It's what's consistent with the law of God, what's consistent
with the gospel. Colossians 3 verse 18. Wives submit yourselves under
your own husbands as it's fit in the Lord. As it's fit, as
it fits with the gospel, it fits with God's way. Now, that's what
that means. Let me tell you what it doesn't
mean. It doesn't mean that you can't have an opinion. It doesn't
mean that your opinion can't be heard. Your Christ bride is
able to talk to our Lord at all times, aren't we? We're to make
our petitions known at all times. Our Savior listens to us. When
a good marriage, the husband and the wife always talk about
what they're going to do and how they're going to do it. You
know, the husband, a good husband just doesn't run out there and
make a bunch of unilateral decisions, you know, and everybody's got
to live with them. Remember this, I'm getting ahead of myself in
the next week's lessons, but husbands and men remember this.

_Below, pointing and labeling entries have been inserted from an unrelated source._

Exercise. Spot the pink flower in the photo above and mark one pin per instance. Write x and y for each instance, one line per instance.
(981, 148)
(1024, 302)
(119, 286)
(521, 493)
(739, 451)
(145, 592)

The husband is only a picture, only a picture of Christ in the
home. We do not have the infallible
wisdom and the infallible authority of the Lord. So we talk about
Well, husband and wife talk about what they're going to do, how
they want to do this together. And sometimes we'll do it the
way the husband wants. Sometimes we'll do it the way
that the wife wants, you know. But it goes back to mutual respect. We listen to one another. Now,
the husband has the final say. You know, he's the authority
in the home. He has the final say. But not before we show love
and respect one to another. And submission is not this. Submission
is not saying, yes, sir, to everything he wants and waiting on your
husband hand and foot. Now, I'm not opposed to being
weighed upon hand and foot. But wives are not to be slaves. They're not to be. Wives are
to be cherished. Wives are to do everything they
can do. You're to make it your business
to please your husband. There's another side to that
coin. Getting ahead of myself again. Husbands are to do the
exact same thing. Do everything we can do to please our wives. See, this is mutual. So the submission,
it's in attitude. It's in respecting your husband.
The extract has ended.